Weather was a big deal to me as a kid.  I loved to draw, and my pictures would often depict tornadoes or some other form of weather.  Any time my family went somewhere and I happened to spot one, I would ask daddy for 50 cents to get a copy of The Tennessean out of those orange machines they used to have everywhere (do those machines even still exist?) — I didn’t want it for the news but to look at the full-color, half page weather forecast at the end of Section B.  I don’t know why I was so fascinated with it, but I always wanted a copy whenever I could get one.  For the longest time, I kept a copy from July 2002 with a front-page photo of the BellSouth tower (Batman building) in Nashville being struck by lightning.

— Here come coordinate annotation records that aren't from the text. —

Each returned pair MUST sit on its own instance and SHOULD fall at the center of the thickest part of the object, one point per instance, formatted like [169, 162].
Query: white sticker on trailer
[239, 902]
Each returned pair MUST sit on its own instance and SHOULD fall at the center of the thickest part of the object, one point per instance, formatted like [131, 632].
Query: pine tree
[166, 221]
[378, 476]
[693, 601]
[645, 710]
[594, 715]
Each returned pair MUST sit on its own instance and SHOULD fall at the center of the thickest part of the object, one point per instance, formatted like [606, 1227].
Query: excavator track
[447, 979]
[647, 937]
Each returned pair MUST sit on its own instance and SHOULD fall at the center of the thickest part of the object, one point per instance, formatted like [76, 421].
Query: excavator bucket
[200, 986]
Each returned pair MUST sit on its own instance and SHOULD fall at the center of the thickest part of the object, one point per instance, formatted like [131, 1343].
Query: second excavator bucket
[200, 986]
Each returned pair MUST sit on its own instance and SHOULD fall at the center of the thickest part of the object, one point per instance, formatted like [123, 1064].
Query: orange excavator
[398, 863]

Weekends were special.  My parents would let me sleep in the living room on Friday and Saturday nights, and I could stay up as late as I wanted to.  During the summer, this was an every-night arrangement.  As long as I kept the volume down and didn’t watch anything I wasn’t supposed to, they didn’t mind (I have pretty cool parents, not gonna lie).  It’s not that my own bedroom wasn’t cool, but we only had satellite in the living room and their bedroom.  My room had a little 13 inch TV with rabbit ears.

I kept the TV on those nights.  What did I mostly watch?

The Weather Channel.

This was back in the days when The Weather Channel rarely aired scripted programming outside of a couple of shows.  It was 24/7 live weather forecasts with Local on the 8s actually at the :08 mark every 10 minutes — sometimes playing for up to two minutes each cycle!

Oh, and going on vacation was a big deal — not just for the vacation part, but it meant getting the cable version of Local on the 8s with an actual local forecast (not the national feed on boring DIRECTV) narrated by the great Allen Jackson (the voice actor, not to be confused with County-Music-Hall-of-Famer Alan Jackson).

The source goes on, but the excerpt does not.